You can only imagine my confusion looking at the reference solution, trying to figure what the point of the LabStack class was, and what the students were supposed to learn from the utterly pointless exercise of writing it. In case it’s not painfully obvious what’s wrong with the class, it’s that it does absolutely nothing! It simply passes calls through to the LinkedList object it instantiates. The class changes the names of a couple of methods (e.g. makeEmpty instead of the commonly used clear), which will only lead to user confusion. The error checking logic is completely unnecessary since the methods in LinkedListalready do the same (but throw a different exception, NoSuchElementException, yet another possible source of confusion). To this day, I can’t imagine what was going through the authors’ minds when they came up with this lab material. Anytime you see classes that do anything similar to the above, reconsider whether they are really needed or not.
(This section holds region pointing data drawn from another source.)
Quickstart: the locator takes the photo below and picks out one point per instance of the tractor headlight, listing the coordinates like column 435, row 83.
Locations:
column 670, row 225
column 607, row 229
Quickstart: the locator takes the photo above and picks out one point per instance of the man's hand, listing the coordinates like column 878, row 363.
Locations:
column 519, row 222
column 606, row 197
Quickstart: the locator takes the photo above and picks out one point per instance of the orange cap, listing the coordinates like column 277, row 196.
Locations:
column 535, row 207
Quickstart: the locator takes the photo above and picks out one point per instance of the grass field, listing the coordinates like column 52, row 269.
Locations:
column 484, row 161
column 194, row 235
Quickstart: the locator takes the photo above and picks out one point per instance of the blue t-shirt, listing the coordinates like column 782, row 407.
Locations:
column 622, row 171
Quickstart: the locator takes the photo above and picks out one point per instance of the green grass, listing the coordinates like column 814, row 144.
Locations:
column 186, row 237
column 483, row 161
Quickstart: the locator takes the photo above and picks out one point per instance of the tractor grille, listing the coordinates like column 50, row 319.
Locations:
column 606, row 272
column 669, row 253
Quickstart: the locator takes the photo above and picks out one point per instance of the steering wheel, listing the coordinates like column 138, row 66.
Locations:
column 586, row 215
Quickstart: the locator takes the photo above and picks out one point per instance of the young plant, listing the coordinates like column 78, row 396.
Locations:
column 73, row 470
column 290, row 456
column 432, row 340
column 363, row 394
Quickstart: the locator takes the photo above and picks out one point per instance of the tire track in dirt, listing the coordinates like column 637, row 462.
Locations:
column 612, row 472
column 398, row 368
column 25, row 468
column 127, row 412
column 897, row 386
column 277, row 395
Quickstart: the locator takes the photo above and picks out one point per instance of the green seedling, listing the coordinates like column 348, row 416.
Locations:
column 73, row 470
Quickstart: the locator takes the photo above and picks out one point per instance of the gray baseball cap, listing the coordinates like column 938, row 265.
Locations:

Update (May 23rd, 2015): There were interesting discussions over whether the LabStack class example above is a good example or not on Hacker News as well below in the comments. To clarify, I picked this class as a simple example for two reasons: firstly, in the context of teaching students about stacks, it is (almost) completely useless; and secondly, it adds unnecessary and duplicated code with the error-handling code that is already handled by LinkedList. I would agree that in other contexts, such classes can be useful but even in those cases, duplicating the error checking and throwing a semi-deprecated exception instead of the standard one and renaming methods to less-commonly-used names would be bad practice.

The tricky part

The advice here at first glance looks to be in direct contradiction of the advice in “Fear of Adding Classes”. It’s important to know when classes perform a valuable role and simplify the design, instead of uselessly increasing complexity with no added benefit.

tl;dr

Avoid classes with no real responsibility.